Between the young patients with post-traumatic arthritis and elderly patients electing to have their joints replaced sooner, Bugbee noted that “here is the perfect storm coming.” He said, “10 years ago, there were projections of how many hip and knee replacements would have been done in the U.S. It is thought that potentially by 2030, 1 million total hip [replacements] and 4 million total knee [replacements], which is roughly four times what we thought would happen.”

 
Although advances in rheumatology have nearly eliminated the need for joint replacement surgery among patients with inflammatory disease, failure to similarly “move the needle” for OA has created “a perfect storm” of joint replacement demands, according to Bugbee.
Source: Healio Rheumatology

What can rheumatologists do to help? “Have a good relationship with a skilled and caring orthopedic surgeon, help with the modifiable patient risk factors, and clarify with your surgeon how to manage the DMARDs and biologics for the patients,” Bugbee said. “One of the biggest things right now, if you open any orthopedic journal, are the huge studies being done on modifiable risk factors. What has been proven over and over again is risk factors increase cost and increase mortality.”

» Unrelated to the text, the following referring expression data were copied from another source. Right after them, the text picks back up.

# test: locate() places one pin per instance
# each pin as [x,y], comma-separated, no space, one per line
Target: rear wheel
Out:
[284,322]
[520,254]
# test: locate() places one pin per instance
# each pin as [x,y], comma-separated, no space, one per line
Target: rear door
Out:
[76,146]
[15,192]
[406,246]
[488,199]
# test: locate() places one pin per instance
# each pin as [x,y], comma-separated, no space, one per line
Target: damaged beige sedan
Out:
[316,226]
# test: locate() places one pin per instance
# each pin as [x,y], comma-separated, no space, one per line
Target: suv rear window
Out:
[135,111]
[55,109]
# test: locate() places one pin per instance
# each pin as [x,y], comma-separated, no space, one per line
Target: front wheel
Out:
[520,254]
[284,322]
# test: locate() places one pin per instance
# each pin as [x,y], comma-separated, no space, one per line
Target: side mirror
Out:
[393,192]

In addition to other modifiable risk factors such as HbA1c, smoking, depression, opioids, discharge environment and DMARDs/biologics, obesity presents with enormous risk factors for adverse events. “Many of your institutions and colleagues will draw a line in the sand at a BMI of 40,” Bugbee said. “They will not operate on a patient with a BMI over 40. It isn’t an on/off switch, but rather it’s a continuum from 30-35-40-45 — at 40, however, infection rates triple and complication rates quadruple.”

Lastly, Bugbee asked that rheumatologists continue to offer education regarding inflammatory arthritis to their colleagues in orthopedic surgery.

“Unfortunately, we don’t see it, we don’t understand it, and rheumatology is moving ahead at seemingly light speed with all these new drugs,” he said. “It’s sad when I talk to my fellows and I bring in one of my older rheumatoid patients who has had 17 surgeries, and [the fellows] are amazed because they have never seen that in their residencies. Hopefully, you will keep trying to get a lecture in to the orthopedic residents because they have no idea what is happening [in inflammatory arthritis] with no understanding of the pathophysiology or what the treatments are.” – by Robert Stott

Reference:
Bugbee W. Joint Replacement in 2020. Presented at RWCS Annual Meeting; Feb. 12-15, 2020; Maui, Hawaii.

Disclosure: Bugbee reports consulting relationships with Arthrex, Insight Medical and Orthalign.